Experienced war photographer Bulent Kilic said the picture was "very hard, even for me"
Experienced war photographer Bulent Kilic said the picture was "very hard, even for me" (Cem Tekel)

Award-winning photographer Bulent Kilic works as photo manager for AFP in Turkey. He began his career as a journalist for the local press and in 2005 became a photographer, joining AFP as a stringer two years later. He has carried out many foreign assignments including in Syria and Ukraine.

Pictures become effective when people see their own children on these faces.

Fathers or mothers think about their children as they see these youngsters lying on the beach or sitting in ambulance like they are just watching TV on chair.

This picture of a boy sitting in ambulance was very hard, even for me.

I have photographed many children who have been killed in war but this picture affected me a lot.

Photographer Bulent Kilic captured this image of a Syrian man next to the body of five-year-old Mohammed Amumrej killed during shelling by government forces in Aleppo on July 25, 2012
Photographer Bulent Kilic captured this image of a Syrian man next to the body of five-year-old Mohammed Amumrej killed during shelling by government forces in Aleppo on July 25, 2012 (Bulent Kilic)

I watched the video too. The little boy was touching his face and looking at his hand - he does not know what happened to him.

In iconic pictures, things flow on from each other and the picture becomes perfect.

This happens kind of by chance, everything continues on from one another - light, face, symmetry. I call this the touch of God.

This picture is a big message to the world. But do you think this picture will stop the war in Syria?

Last year Europe opened their gates to Syrians but the war still goes on.

My aim with my pictures is to affect the people in charge who started this war.

I am not sure it will happen but if it does then then maybe there will solution for this war.

Then this picture will really have worked.


Journalist Emma Beals, pictured in Aleppo, Syria 

 Journalist Emma Beals, pictured in Aleppo, Syria 
 (Emma Beales)

Emma Beals is a part-British freelance journalist who has been covering the conflict since 2012.

Sometimes it's what's not shown or not said that makes a picture resonate with people.

It's the space they can use to imagine and empathise from their own point of view.

For parents, the young boy is compared to their own children.

His small actions in the video are ones we can relate to - his confusion, his obvious shock, the way he wipes the blood off his hand.

The fact it jars so much also hammers it home. His mop of hair partially obscuring his eyes, his children's t-shirt, and his mannerisms look out of place covered in dust and blood.

No child should be alone, scared, confused and injured.

Any image that manages to garner attention for the suffering of the Syrian people is useful. It's not a competition in suffering.

The problem is that everyone professes concern for a short time but nothing happens.
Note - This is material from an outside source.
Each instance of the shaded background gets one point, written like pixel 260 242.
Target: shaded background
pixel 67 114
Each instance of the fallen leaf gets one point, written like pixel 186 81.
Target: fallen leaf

We have seen this pattern before. Debating which picture goes viral or how much suffering or gore an audience can withstand is meaningless without debating where the line is where the world says 'enough' and puts a stop to this.
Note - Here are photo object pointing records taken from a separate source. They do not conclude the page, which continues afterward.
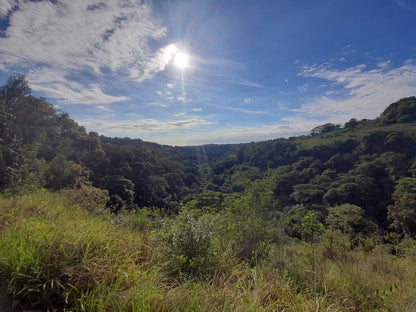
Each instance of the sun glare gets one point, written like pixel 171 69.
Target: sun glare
pixel 181 60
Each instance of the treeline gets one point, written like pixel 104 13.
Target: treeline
pixel 369 164
pixel 361 176
pixel 42 147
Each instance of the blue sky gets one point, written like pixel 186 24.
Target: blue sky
pixel 257 70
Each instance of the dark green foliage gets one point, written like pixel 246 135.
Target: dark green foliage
pixel 402 111
pixel 349 219
pixel 326 128
pixel 369 163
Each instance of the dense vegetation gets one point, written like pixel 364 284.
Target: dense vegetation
pixel 323 222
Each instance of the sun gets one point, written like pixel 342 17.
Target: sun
pixel 181 60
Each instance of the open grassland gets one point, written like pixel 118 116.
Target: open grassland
pixel 55 255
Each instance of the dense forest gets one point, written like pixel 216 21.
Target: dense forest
pixel 341 190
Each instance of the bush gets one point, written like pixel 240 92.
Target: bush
pixel 190 240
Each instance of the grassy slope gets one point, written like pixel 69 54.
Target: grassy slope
pixel 57 255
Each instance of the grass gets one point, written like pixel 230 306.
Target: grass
pixel 56 255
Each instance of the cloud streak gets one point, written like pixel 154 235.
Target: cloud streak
pixel 71 37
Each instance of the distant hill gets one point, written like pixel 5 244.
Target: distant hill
pixel 361 163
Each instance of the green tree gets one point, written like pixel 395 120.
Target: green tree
pixel 403 214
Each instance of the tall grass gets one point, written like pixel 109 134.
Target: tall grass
pixel 55 255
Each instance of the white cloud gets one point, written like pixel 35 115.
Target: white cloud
pixel 406 4
pixel 71 37
pixel 366 92
pixel 384 64
pixel 104 108
pixel 54 84
pixel 143 126
pixel 5 7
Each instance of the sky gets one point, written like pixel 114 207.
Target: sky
pixel 190 72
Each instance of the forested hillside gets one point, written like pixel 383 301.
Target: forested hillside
pixel 301 210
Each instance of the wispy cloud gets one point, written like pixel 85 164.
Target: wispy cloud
pixel 406 4
pixel 55 85
pixel 360 92
pixel 5 7
pixel 71 37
An image can only show so much. The suffering that has gone on in Syria for years now can't be captured by an image, or a short video.

You can't adequately portray hunger in words. You can't show the enormity of losing your whole family, or of being displaced from a city you've lived in for generations to live in a tent.

The image of the young boy does not accurately capture the visceral feeling of helplessness and terror you feel when you hear the planes circling overhead and the crunch of impact when barrel bombs hit the ground around you.

It doesn't portray the level of stress you live in day in and day out and the havoc that wrecks on your physical and mental health.

The scale and depth of the suffering in Syria is almost impossible to comprehend when you're there yourself, seeing it with your own eyes, so there's no way you could adequately portray it in the media.

Were it possible, something would have been done to end the war by now.